Yeah I should have been less absolute in my descriptions, as you point out
there's a few other situations.  This one is another good one, and is even more
annoying because there isn't even the "oh we're going to allocate another file
extent at some point in the future" buffer, it happens right as you're
completing that ordered extent.

> 
> That's another elephant in the room. We assume that if a task reserves
> space, it will be able to allocate that space later.
> 
> There are several things that can happen which will result in not being
> able to allocate space we reserved before:
> 
> 1) Discard/fitrim - it removes a free space entry, does the discard, and
>    after that it adds back the free space entry.

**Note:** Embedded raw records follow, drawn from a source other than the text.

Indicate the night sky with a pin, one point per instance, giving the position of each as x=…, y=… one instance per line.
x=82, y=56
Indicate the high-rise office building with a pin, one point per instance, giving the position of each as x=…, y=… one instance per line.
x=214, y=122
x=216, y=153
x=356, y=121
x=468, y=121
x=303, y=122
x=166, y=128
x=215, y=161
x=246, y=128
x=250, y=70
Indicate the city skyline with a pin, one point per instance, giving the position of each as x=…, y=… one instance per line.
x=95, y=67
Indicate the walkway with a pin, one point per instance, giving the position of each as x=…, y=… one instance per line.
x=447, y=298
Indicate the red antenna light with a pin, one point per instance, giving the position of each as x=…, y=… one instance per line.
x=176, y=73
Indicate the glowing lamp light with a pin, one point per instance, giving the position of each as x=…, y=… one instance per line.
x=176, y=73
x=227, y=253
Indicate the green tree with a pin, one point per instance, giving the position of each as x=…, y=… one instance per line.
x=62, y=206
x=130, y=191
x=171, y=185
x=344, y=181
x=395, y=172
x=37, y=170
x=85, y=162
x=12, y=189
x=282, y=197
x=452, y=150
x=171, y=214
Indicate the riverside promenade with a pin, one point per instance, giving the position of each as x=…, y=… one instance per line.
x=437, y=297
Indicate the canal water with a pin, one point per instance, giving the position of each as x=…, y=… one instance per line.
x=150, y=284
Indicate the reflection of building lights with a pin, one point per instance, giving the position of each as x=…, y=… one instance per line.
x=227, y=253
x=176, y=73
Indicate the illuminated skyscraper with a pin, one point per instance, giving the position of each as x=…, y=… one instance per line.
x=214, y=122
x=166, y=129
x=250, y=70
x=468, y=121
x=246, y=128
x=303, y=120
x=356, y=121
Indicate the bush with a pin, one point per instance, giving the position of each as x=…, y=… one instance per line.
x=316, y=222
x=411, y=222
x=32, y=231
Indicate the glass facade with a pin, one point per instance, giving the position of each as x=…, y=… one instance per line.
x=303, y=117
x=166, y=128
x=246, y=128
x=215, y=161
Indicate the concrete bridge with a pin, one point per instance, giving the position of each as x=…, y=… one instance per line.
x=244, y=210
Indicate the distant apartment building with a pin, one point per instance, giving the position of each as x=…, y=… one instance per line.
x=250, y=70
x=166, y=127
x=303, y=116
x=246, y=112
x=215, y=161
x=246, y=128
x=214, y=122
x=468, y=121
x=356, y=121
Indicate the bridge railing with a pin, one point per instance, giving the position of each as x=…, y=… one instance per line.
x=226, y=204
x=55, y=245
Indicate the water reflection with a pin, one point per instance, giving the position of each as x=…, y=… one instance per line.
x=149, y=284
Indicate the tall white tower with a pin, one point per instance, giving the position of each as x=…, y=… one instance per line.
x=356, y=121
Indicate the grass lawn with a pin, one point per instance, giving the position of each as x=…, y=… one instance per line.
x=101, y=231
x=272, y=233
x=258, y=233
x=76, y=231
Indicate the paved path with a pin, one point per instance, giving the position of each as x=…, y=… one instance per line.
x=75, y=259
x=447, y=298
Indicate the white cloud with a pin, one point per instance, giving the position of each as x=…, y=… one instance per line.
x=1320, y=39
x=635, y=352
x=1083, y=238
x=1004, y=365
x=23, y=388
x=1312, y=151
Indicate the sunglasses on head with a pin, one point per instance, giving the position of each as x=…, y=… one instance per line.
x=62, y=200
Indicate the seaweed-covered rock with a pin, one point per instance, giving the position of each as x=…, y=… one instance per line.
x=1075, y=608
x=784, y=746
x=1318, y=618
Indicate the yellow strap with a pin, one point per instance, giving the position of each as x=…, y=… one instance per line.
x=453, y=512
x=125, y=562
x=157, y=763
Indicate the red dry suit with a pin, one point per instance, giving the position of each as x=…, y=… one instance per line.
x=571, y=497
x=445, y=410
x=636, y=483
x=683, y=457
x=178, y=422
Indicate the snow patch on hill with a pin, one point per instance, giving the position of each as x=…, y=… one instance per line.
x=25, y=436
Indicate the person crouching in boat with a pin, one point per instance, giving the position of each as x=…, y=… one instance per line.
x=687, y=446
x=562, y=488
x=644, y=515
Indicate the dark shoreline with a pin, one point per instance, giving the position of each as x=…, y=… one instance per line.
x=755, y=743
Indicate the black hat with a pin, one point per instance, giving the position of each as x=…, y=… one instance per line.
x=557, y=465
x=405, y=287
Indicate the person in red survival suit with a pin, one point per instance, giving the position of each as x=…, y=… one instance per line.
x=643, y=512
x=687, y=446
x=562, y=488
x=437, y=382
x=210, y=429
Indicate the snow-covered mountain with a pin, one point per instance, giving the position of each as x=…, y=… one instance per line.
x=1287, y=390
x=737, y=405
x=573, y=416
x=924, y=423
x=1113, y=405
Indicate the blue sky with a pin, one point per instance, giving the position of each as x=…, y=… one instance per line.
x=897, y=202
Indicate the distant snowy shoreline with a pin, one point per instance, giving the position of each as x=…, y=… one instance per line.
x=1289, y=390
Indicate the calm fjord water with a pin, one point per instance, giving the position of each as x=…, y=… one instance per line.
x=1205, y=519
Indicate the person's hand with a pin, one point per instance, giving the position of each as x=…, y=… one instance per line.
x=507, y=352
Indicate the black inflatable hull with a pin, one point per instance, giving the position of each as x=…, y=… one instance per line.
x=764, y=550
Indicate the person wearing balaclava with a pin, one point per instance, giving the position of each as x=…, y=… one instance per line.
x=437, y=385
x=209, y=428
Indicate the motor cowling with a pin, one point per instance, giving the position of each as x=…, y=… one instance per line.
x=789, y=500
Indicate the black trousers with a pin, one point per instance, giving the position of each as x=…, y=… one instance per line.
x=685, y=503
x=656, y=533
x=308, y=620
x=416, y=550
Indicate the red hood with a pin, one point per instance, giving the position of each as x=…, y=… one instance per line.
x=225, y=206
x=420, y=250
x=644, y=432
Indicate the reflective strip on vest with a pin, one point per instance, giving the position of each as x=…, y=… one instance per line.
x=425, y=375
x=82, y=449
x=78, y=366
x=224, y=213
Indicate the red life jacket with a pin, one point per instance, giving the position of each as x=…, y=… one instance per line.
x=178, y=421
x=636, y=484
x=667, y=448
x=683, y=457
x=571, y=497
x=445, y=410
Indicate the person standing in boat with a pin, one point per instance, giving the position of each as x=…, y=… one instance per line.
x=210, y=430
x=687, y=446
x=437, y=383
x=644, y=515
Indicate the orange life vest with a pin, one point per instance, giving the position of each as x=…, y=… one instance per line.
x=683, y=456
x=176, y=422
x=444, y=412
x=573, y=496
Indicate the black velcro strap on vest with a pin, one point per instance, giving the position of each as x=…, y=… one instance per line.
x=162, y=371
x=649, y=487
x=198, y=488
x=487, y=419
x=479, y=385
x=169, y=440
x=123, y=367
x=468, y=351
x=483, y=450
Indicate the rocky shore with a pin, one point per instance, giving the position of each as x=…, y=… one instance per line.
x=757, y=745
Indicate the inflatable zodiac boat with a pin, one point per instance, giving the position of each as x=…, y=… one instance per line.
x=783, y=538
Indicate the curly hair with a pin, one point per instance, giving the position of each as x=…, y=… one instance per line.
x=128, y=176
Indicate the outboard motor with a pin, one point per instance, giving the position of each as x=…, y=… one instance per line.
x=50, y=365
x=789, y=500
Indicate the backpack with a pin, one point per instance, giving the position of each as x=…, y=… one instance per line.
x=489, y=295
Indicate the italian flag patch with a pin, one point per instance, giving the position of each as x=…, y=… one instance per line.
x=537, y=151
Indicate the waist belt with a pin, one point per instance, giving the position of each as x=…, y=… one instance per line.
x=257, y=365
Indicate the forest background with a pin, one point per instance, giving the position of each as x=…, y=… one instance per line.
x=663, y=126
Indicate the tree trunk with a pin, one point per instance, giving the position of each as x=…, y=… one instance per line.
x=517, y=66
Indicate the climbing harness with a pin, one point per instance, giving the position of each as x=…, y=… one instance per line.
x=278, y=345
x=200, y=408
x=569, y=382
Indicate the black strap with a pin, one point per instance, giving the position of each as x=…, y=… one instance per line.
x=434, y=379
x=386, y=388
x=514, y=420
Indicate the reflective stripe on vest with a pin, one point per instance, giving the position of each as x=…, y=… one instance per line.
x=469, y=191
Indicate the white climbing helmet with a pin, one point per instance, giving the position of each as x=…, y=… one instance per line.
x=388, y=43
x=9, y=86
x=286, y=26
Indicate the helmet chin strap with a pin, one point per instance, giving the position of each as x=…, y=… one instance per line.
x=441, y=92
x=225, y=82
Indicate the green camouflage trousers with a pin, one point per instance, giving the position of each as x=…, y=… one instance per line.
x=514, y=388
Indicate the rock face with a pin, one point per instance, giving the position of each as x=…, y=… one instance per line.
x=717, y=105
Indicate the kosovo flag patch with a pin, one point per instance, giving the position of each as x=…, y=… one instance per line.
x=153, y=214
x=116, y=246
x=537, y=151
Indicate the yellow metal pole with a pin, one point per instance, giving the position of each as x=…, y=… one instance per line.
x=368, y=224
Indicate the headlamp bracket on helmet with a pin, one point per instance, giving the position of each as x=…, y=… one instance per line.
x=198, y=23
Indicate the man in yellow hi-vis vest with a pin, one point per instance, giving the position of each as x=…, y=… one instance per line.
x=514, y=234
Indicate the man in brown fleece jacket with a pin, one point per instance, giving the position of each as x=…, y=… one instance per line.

If all the available space
>    is in such an entry being discarded, the task fails to allocate space;
> 

Yup I've worried this was happening before, however when I tracked down the
actual problem this wasn't actually the issue we were seeing, so I set aside
fixing it.  For this I want to have another pass through the allocator that
waits for all discards to finish and doesn't allow new ones to start so we know
we can actually make our allocation.

> 2) fsync - it joins a transaction, doesn't reserve space and starts allocating
>    space for tree blocks, without ever reserving space (because we want it
>    to be fast and for most cases we don't know in advance, or can estimate,
>    how many tree blocks we will need to allocate). So it can steal space that
>    was reserved by some other task;

I'm far less worried about this than I used to be.  Before we had all these
hueristics about when we would commit the tranaction for ENOSPC flushing.  Now
we unconditionally commit it and thus free all this space.  We may need to add
another "wait for the tree log freeing code to finish running" wait, but this
should be straightforward to address.

> 
> 3) Scrub - scrub temporarily turns a block group into RO mode - if all the
>    available space was in that block group, than when the task tries to
>    allocate it will fail because the block group is now RO;
> 

Another thing we could add to the ENOSPC flushing thing, probably as a last
ditch "stop scrub, we're really in trouble here".  It could even go in the
allocator loop like discard where we definitely have the space, it's just
temporarily tied up.

> 4) During space reservation we only check if free space counters. There
>    may be block groups with plenty of free space but their profile is not
>    compatible, so when trying to allocate an extent we are forced to allocate
>    a new block group with the necessary profile, which will fail if there's
>    not enough unallocated space.
>    This mostly affects degraded mode only (hopefully).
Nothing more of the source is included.